The results for the SPH pipeline contrasts a manually generated pipeline and the corresponding automatically generated one, using the same operators in both cases. While achieving the same speed, the automatic process led to an even more efficient design concerning the number of slices due to more efficient use of delay elements, although the difference is not dramatic. But the saving in development time (about 10x), measured by a saving in written code lines of about 15x is quite impressive.
Conclusions
We presented a methodology for the design of floating-point based calculation pipelines. We introduced a HDL framework design for embedding parameterized floating-point modules in a uniform abstract interface, independent of the actually used calculation cores.
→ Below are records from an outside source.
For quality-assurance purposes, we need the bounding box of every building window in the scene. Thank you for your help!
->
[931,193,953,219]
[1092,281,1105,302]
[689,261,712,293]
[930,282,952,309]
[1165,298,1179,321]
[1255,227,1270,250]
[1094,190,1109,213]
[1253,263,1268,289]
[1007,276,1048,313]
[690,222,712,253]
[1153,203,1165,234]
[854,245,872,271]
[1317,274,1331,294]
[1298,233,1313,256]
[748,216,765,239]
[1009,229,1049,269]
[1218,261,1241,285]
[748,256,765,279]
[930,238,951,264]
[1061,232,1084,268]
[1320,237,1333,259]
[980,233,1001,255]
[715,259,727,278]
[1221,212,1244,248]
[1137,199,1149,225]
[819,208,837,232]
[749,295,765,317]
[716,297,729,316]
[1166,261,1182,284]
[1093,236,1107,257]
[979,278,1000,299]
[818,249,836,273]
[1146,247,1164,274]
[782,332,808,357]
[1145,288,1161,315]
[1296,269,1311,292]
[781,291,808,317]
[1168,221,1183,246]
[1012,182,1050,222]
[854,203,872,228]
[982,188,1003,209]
It enables systematically building compact code, which is easy to simulate.
Based on this abstraction layer a tool for automatically generating VHDL code for arbitrary complex calculation pipelines was presented. By designing an architecture in a very intuitive programming-like way with a specially designed pipeline description language, ready-to-use FPGA designs with production quality are generated. Even arbitrary control signal flow is supported which means that designs can be generated which fit without modification to any top-level control architecture. The design examples were presented for Virtex2 FPGAs but up-to-date FPGAs like Virtex4 are already supported.
Our approach frees the FPGA designer from the tedious and error-prone process of producing calculation pipelines. With this work, the design of highly complex calculation pipelines for scientific simulation applications can be done at the speed of writing software.